O ano é 2017. No Brasil, um juiz de primeiro grau libera o tratamento da homossexualidade como doença. Para ele, não interessa o fato de que desde a década de 90 o Conselho Regional de Psicologia deixou de tratar a homossexualidade como doença.

O que me salta aos olhos neste caso não é o retrocesso – vivemos afinal no país dos retrocessos – mas a crescente e assustadora síndrome de Deus dos juízes brasileiros de primeiro grau.

Juiz contrariando o Estatuto da Criança e do Adolescente ao admitir surra de fio de eletricidade como medida corretiva para crianças, juíza censurando a imprensa – alô, HELICOCA! -, juiz contrariando o Conselho Regional de Psicologia ao admitir a homossexualidade como doença bem no século do empoderamento LGBT, juiz contrariando a constituição para aplicar um golpe de Estado…

É dose pra elefante.

Tudo bem que essa casta sempre se comportou como uma rainha incontestável no pedestal da moralidade, mas confessemos: o judiciário brasileiro está passando dos limites.

Talvez porque um juiz partidário, parcial e desonesto ganhou confetes na mídia e até um filme ruim (que, para ele, mesmo sendo ruim, está de bom tamanho) por ajudar a destituir do poder uma presidenta que comprovadamente não cometeu crime algum e perseguir, sem provas, o ex-presidente Lula por razões nitidamente políticas.
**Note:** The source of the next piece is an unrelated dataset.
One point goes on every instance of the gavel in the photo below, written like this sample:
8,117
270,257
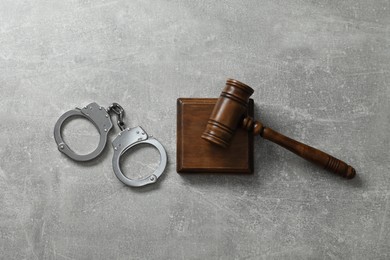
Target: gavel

A crise de legitimidade do Poder Judiciário brasileiro tem tornado as coisas tão esdrúxulas que os retrocessos parecem piada.

Mas não são.

Estamos, pouco a pouco – a mercê de um judiciário desorganizado, desacreditado e corrupto – sendo jogados no abismo do totalitarismo, e permanecemos de braços cruzados.

Fora que, no Brasil, tudo é doença mental: estuprador é doente mental, ejaculador do ônibus é doente mental, criminosos de colarinho branco são doentes mentais, pessoas que amam pessoas do mesmo sexo são doentes mentais…
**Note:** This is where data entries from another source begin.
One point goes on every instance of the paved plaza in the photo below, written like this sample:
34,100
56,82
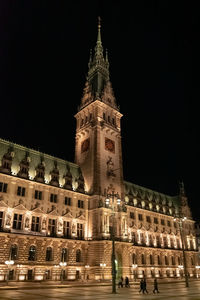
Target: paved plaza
168,291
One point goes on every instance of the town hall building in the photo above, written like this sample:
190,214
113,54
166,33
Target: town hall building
58,219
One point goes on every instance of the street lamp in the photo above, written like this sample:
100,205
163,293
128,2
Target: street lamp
9,263
102,266
134,266
112,196
180,221
197,268
86,268
62,264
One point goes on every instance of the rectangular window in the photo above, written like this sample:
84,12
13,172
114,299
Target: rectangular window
155,220
80,204
175,225
53,198
66,229
148,219
162,222
35,224
140,217
79,230
169,223
38,195
3,187
21,191
17,221
67,201
52,227
1,220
Apenas os doentes mentais não são tratados como doentes mentais.

Por aqui, depressivos são vistos como preguiçosos e vitimistas. Pessoas com síndrome do pânico só querem chamar atenção. Transtorno borderline não é tão ruim assim.

Procure um psiquiatra no SUS e surte na fila. Procure um psicoterapêuta a preço acessível e morra tentando. O poder público está, afinal, ocupado “curando” gays.

Eu e meus amigos gays e bissexuais não precisamos de cura – precisamos de um país de cujas leis não nos violentem.

O poder judiciário brasileiro, esse sim, está seriamente doente.